In my previous post about the novel Maine (by J. Courtney Sullivan) I was complaining about its lack of verisimilitude.  I’ve now finished the book, and things got better on that front, although she talks at one point about “Irish Need Not Apply” signs; those signs are much more typically worded “No Irish Need Apply.”

OK, not a big deal.

Sullivan does a pretty good job of recreating the famous Cocoanut Grove fire of 1942, which becomes a central incident in the narrative.  (My grandfather was a police captain in Boston back then and was on duty that night; he was worried that my mother and father (not then married) were celebrating at the nightclub, because my father had attended Holy Cross, which upset the heavily favored Boston College football team at Fenway Park that afternoon. The football game also figures in Sullivan’s retelling of the fire.)

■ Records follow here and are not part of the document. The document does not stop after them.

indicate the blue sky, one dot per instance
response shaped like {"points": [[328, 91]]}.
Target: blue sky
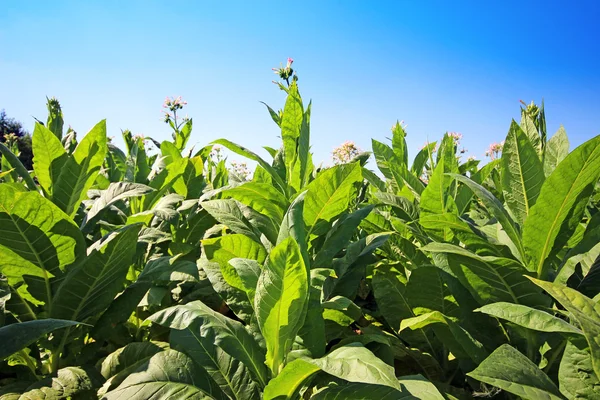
{"points": [[439, 66]]}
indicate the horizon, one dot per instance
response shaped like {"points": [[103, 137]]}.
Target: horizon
{"points": [[439, 68]]}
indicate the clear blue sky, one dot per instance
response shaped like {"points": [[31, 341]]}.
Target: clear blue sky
{"points": [[439, 66]]}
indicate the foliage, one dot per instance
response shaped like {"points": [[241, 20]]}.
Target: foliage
{"points": [[126, 274]]}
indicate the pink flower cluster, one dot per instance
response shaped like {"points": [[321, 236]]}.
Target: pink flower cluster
{"points": [[494, 150], [345, 153], [174, 104]]}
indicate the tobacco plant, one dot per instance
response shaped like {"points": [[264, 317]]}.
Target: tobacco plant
{"points": [[154, 272]]}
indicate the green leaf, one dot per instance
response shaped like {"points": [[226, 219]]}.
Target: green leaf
{"points": [[576, 376], [496, 209], [254, 157], [37, 240], [460, 342], [528, 317], [362, 391], [49, 157], [218, 344], [229, 214], [69, 383], [168, 374], [510, 370], [80, 170], [223, 276], [353, 363], [557, 149], [121, 363], [339, 236], [329, 195], [490, 279], [281, 300], [116, 191], [262, 197], [555, 212], [91, 286], [16, 164], [584, 310], [522, 173], [420, 387], [17, 336]]}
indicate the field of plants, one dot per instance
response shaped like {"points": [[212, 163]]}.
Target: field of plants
{"points": [[137, 274]]}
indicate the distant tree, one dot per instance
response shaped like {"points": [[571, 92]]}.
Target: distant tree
{"points": [[11, 129]]}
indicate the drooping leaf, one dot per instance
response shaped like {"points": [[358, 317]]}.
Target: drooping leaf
{"points": [[37, 240], [167, 374], [17, 336], [522, 173], [80, 170], [510, 370], [91, 286], [281, 300], [329, 195], [490, 279], [353, 363], [18, 167], [218, 344], [576, 376], [552, 216], [556, 150], [528, 317], [586, 312]]}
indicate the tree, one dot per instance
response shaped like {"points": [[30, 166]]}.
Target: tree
{"points": [[11, 129]]}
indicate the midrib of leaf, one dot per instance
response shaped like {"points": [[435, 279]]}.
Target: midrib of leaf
{"points": [[540, 265], [521, 180], [94, 285], [225, 376], [411, 312], [323, 208], [37, 256]]}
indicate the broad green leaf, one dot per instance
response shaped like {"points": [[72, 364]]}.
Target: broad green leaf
{"points": [[584, 310], [262, 197], [553, 213], [168, 374], [69, 383], [49, 157], [37, 240], [420, 387], [80, 170], [249, 272], [460, 342], [522, 173], [223, 276], [91, 286], [17, 336], [576, 376], [281, 300], [508, 369], [115, 192], [353, 363], [229, 214], [362, 391], [557, 149], [329, 195], [18, 167], [339, 236], [496, 209], [254, 157], [490, 279], [529, 318], [124, 361], [219, 344], [384, 157]]}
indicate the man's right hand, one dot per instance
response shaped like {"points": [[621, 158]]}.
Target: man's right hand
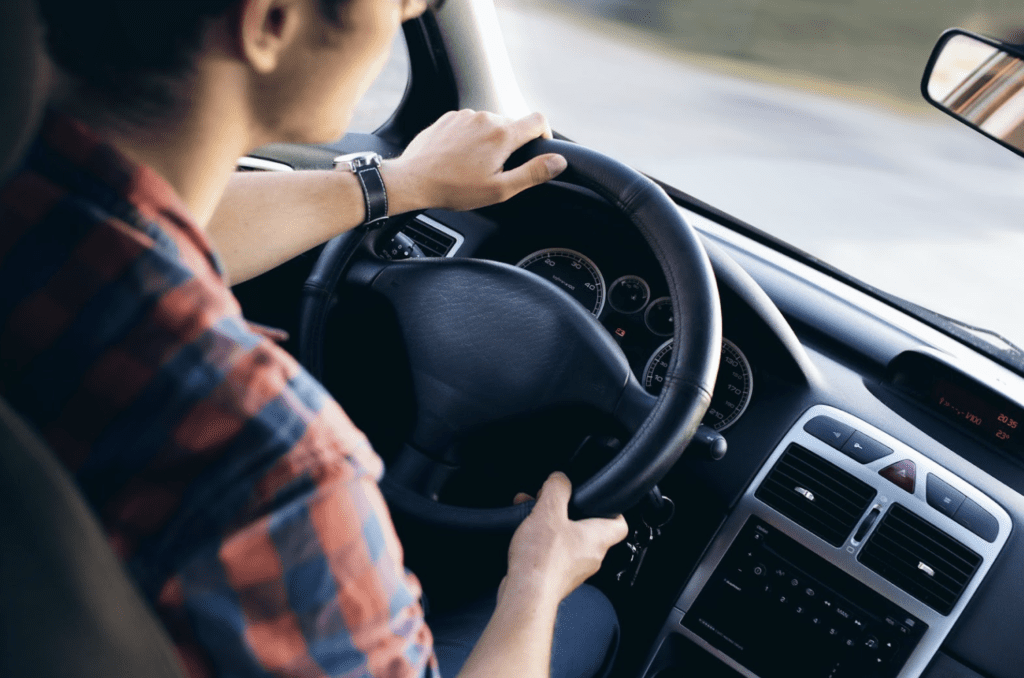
{"points": [[550, 554]]}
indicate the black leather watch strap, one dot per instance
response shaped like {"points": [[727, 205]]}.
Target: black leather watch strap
{"points": [[366, 166], [374, 194]]}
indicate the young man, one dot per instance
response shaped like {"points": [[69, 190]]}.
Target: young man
{"points": [[238, 494]]}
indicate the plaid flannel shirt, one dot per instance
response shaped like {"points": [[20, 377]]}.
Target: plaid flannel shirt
{"points": [[238, 494]]}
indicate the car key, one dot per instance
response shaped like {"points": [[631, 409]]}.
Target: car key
{"points": [[638, 545]]}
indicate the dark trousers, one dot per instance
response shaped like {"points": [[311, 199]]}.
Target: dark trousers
{"points": [[586, 634]]}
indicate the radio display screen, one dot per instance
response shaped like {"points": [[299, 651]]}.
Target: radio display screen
{"points": [[999, 423]]}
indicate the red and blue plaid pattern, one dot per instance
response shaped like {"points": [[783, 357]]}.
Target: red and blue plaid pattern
{"points": [[239, 495]]}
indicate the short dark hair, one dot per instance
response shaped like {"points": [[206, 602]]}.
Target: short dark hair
{"points": [[128, 52]]}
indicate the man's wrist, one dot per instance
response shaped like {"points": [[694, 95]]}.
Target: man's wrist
{"points": [[404, 193]]}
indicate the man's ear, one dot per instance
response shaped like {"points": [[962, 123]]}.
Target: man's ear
{"points": [[266, 29]]}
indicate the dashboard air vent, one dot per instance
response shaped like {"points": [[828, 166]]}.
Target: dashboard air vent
{"points": [[816, 494], [920, 558], [433, 241]]}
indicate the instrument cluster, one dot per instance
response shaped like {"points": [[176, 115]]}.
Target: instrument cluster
{"points": [[640, 325]]}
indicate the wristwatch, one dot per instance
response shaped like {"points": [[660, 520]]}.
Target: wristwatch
{"points": [[366, 166]]}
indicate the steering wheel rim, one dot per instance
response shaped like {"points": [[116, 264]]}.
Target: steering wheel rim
{"points": [[659, 434]]}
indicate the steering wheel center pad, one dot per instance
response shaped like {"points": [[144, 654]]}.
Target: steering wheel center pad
{"points": [[487, 341], [461, 319]]}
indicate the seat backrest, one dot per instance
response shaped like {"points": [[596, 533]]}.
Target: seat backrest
{"points": [[67, 607], [24, 76]]}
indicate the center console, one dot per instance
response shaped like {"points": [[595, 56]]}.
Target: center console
{"points": [[850, 556]]}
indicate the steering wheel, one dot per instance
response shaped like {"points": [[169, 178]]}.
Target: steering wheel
{"points": [[488, 341]]}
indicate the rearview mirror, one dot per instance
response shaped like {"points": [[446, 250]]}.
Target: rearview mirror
{"points": [[980, 82]]}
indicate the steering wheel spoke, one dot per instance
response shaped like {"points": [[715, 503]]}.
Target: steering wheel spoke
{"points": [[419, 472], [488, 342], [634, 407]]}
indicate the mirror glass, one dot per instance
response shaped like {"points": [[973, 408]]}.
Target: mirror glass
{"points": [[980, 83]]}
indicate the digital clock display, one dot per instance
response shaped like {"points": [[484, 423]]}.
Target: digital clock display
{"points": [[1000, 425]]}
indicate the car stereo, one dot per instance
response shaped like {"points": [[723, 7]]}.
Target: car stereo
{"points": [[781, 611]]}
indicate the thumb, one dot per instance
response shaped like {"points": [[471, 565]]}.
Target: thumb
{"points": [[532, 172]]}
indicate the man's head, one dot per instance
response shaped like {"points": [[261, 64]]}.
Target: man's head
{"points": [[138, 59]]}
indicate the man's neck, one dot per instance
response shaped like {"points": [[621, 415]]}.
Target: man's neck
{"points": [[195, 150]]}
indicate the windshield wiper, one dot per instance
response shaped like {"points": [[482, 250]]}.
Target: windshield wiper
{"points": [[1007, 344]]}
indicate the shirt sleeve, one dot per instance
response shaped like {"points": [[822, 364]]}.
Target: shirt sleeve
{"points": [[295, 568], [315, 585]]}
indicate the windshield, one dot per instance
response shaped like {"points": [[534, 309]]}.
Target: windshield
{"points": [[803, 118]]}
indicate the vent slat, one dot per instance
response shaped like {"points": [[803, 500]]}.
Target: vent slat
{"points": [[902, 541], [840, 499], [902, 559]]}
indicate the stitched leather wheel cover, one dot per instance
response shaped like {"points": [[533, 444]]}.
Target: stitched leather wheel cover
{"points": [[690, 376]]}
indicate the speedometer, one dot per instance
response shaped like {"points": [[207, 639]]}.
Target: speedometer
{"points": [[733, 385], [571, 271]]}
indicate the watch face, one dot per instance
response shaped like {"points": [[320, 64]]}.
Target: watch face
{"points": [[354, 161]]}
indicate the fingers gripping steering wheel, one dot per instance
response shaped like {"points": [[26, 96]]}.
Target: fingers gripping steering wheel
{"points": [[488, 341]]}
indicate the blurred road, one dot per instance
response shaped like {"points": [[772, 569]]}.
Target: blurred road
{"points": [[909, 202]]}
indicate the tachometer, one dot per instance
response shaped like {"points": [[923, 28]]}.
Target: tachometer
{"points": [[732, 387], [572, 271]]}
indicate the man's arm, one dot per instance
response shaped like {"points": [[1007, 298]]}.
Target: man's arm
{"points": [[265, 218], [549, 557]]}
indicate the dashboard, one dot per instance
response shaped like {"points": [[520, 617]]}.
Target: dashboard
{"points": [[825, 396]]}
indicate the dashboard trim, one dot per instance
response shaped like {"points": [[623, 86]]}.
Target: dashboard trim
{"points": [[845, 557]]}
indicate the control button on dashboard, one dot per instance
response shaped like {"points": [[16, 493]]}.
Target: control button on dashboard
{"points": [[865, 450], [903, 474], [828, 430], [978, 520], [942, 496]]}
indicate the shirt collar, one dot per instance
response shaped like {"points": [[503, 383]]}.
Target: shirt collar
{"points": [[117, 175]]}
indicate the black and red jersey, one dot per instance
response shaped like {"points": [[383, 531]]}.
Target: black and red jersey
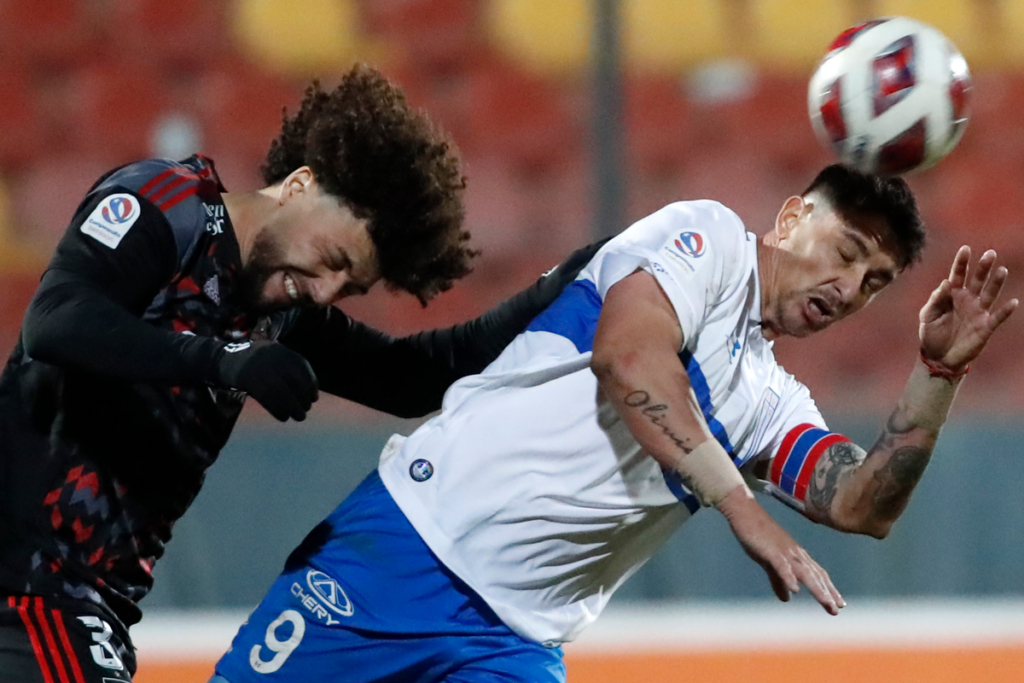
{"points": [[108, 427], [95, 469]]}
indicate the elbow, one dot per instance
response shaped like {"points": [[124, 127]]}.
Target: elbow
{"points": [[864, 522], [612, 367]]}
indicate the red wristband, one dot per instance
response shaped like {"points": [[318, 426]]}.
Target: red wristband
{"points": [[938, 370]]}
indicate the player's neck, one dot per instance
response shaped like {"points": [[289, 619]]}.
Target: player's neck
{"points": [[770, 261], [247, 211]]}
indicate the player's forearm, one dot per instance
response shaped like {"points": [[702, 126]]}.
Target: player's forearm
{"points": [[70, 326], [866, 493], [653, 397]]}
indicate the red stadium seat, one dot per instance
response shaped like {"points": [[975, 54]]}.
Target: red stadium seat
{"points": [[427, 31], [20, 135], [114, 109], [54, 33], [182, 33], [240, 107]]}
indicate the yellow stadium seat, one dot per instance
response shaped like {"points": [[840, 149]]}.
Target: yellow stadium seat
{"points": [[671, 36], [545, 36], [1010, 39], [304, 38], [961, 20], [795, 34]]}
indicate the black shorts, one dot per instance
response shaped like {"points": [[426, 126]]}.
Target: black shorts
{"points": [[56, 640]]}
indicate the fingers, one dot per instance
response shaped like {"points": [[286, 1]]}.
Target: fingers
{"points": [[979, 274], [991, 288], [957, 273], [939, 302], [1003, 312]]}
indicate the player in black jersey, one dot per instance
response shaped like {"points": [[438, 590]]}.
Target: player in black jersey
{"points": [[167, 302]]}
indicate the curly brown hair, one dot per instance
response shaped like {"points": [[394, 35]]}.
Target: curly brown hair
{"points": [[390, 165]]}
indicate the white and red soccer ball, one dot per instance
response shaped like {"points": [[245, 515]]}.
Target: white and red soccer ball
{"points": [[890, 96]]}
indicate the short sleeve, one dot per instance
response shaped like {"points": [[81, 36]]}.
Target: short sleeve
{"points": [[797, 442], [694, 250]]}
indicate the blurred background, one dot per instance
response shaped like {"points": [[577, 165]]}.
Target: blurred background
{"points": [[574, 118]]}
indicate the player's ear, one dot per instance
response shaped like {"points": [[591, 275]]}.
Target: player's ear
{"points": [[788, 216], [297, 182]]}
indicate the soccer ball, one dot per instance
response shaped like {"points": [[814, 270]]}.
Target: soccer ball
{"points": [[890, 96]]}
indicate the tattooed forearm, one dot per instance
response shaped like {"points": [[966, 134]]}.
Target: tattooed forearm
{"points": [[641, 400], [837, 461], [896, 480], [896, 427]]}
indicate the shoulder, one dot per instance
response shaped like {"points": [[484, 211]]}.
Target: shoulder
{"points": [[184, 193]]}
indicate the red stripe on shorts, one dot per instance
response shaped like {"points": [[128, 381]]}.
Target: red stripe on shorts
{"points": [[69, 650], [783, 452], [804, 478], [51, 644], [23, 610]]}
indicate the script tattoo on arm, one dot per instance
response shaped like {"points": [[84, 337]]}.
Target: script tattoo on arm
{"points": [[838, 461], [641, 400]]}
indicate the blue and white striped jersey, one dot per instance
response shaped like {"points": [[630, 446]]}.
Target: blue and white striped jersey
{"points": [[530, 488]]}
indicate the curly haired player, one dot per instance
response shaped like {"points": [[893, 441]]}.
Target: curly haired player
{"points": [[167, 302]]}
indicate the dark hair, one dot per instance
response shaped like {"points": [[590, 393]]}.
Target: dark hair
{"points": [[389, 165], [854, 195]]}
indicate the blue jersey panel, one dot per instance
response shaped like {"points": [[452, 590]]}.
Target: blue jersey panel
{"points": [[363, 594]]}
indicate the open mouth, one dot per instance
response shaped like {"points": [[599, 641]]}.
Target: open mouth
{"points": [[821, 306], [291, 288]]}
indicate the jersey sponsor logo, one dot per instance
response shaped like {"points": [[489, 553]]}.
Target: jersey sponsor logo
{"points": [[324, 596], [112, 219], [214, 218], [691, 244], [421, 470], [212, 289]]}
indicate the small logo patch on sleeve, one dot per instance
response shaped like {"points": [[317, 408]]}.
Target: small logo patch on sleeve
{"points": [[112, 219]]}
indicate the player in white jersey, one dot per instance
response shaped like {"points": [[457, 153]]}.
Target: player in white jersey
{"points": [[501, 527]]}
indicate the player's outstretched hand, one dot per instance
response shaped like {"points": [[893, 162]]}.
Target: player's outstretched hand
{"points": [[963, 311], [770, 546], [275, 376]]}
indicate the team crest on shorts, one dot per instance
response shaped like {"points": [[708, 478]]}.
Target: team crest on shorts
{"points": [[421, 470]]}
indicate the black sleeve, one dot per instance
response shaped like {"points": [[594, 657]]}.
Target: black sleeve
{"points": [[408, 377], [86, 312]]}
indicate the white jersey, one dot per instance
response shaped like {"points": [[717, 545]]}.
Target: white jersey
{"points": [[528, 485]]}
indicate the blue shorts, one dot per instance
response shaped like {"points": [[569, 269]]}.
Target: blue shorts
{"points": [[364, 599]]}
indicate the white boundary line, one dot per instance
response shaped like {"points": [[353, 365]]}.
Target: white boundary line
{"points": [[691, 627]]}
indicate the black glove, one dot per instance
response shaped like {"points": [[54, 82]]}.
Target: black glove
{"points": [[279, 378]]}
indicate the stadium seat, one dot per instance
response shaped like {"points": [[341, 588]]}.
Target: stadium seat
{"points": [[240, 108], [545, 37], [51, 33], [669, 37], [658, 130], [430, 33], [20, 136], [320, 38], [962, 22], [794, 34], [183, 33], [113, 109], [521, 117], [43, 198]]}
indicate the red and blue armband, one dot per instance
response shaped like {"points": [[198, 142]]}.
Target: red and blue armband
{"points": [[794, 464]]}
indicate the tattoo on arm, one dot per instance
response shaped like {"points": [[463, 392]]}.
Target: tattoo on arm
{"points": [[896, 480], [836, 462], [641, 400]]}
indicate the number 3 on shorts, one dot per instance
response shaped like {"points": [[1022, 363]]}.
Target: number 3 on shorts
{"points": [[282, 648]]}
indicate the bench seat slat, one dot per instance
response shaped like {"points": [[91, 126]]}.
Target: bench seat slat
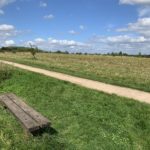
{"points": [[41, 120], [25, 119], [31, 119]]}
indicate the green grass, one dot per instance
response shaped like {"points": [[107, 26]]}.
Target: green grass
{"points": [[84, 119], [123, 71]]}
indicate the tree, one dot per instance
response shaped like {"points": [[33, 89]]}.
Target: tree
{"points": [[33, 50]]}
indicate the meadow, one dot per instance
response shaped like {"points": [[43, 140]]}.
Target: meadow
{"points": [[130, 72], [81, 118]]}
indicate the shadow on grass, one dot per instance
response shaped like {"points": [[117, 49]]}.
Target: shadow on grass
{"points": [[49, 130]]}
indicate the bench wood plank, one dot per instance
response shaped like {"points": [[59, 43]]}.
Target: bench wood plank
{"points": [[32, 120], [41, 120]]}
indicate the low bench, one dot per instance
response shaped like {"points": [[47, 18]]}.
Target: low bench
{"points": [[31, 119]]}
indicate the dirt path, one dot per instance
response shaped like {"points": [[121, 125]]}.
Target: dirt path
{"points": [[107, 88]]}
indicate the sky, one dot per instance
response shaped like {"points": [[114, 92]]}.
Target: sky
{"points": [[92, 26]]}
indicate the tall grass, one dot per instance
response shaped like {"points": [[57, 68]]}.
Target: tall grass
{"points": [[5, 72]]}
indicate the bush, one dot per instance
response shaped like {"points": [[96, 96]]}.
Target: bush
{"points": [[5, 72]]}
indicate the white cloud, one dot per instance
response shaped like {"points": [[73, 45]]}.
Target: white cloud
{"points": [[124, 43], [134, 2], [9, 43], [144, 11], [5, 2], [73, 32], [1, 12], [39, 40], [55, 44], [49, 17], [82, 27], [142, 27], [43, 4], [6, 27]]}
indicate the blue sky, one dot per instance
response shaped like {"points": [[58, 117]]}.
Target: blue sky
{"points": [[99, 26]]}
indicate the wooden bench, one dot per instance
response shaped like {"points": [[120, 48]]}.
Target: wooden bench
{"points": [[31, 119]]}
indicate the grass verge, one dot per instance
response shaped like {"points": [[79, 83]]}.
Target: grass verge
{"points": [[84, 119]]}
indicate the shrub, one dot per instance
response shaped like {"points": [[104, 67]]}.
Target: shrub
{"points": [[5, 72]]}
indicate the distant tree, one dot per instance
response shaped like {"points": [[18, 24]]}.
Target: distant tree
{"points": [[33, 50], [139, 54], [120, 53]]}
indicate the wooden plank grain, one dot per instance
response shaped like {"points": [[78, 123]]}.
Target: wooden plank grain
{"points": [[25, 119], [41, 120]]}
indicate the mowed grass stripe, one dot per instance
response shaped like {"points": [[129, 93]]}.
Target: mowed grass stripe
{"points": [[111, 89], [84, 119]]}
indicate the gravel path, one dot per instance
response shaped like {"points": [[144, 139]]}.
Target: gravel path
{"points": [[99, 86]]}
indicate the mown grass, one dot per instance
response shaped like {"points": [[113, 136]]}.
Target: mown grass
{"points": [[84, 119], [123, 71]]}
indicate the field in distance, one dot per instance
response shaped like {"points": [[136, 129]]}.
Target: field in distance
{"points": [[130, 72]]}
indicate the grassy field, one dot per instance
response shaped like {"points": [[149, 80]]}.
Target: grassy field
{"points": [[124, 71], [82, 119]]}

On a scale of “threw the book across the room in disgust without finishing it” to “eagerly devoured the book and only wished it could be longer,” I rate Maine “had no problem finishing it, but wished it was 100 pages shorter.”  I don’t think the characters or, the plot justify the 500-page length.  Here’s the plot:

Three women (daughter, grand-daughter, and daughter-in-law) separately make their way up to Maine to visit the family matriarch at their summer home.  They argue about a couple of big issues in their lives.  Then they leave.

That’s about it.  It’s what I think of as an organic plot–it flows out of the characters rather than being imposed upon them.  I’m not complaining about that kind of plot, but I want more resolution than Maine offers.  The plot extends backward in the narrative as well as forward, which is also fairly standard.  A point-of-view character pours a cup of coffee and thinks about the past.  Another point-of-view character checks her email and thinks about the past.  Eventually we know a whole lot about these four people, how they think about each other and all the other people in their family, all of which informs the final confrontations.

This is all fine, except the final confrontations just don’t give us the payoff we’re looking for.  The problem is that nothing fundamental changes as a result of the confrontations.  The ending isn’t sappy, with all the conflicts of a lifetime somehow neatly resolved, but that doesn’t mean the ending is satisfying.  Take the Cocoanut Grove incident.  This turns out to be the motivating event in the matriarch’s life; everything that happens afterward–her marriage, her drinking, the way she treats her kids–flows from the secret she has held inside her about the fire.  She finally tells a priest the secret.  And then–nothing.  After 450 pages, I was looking for a bit of a payoff.  But she doesn’t change; nothing changes.

My guess is that the author fell in love with the outsized multi-generational Irish-American family whose story she was telling, and ultimately she couldn’t impose enough order on that story to make us care as much as she did.

But then, I’m a guy, and this is a book about women.  Maybe a couple of strong male characters would have changed my mind, but they pretty much don’t exist in Maine.  Sullivan should stretch herself and try a male point-of-view character in her next novel.  I’d give it a read!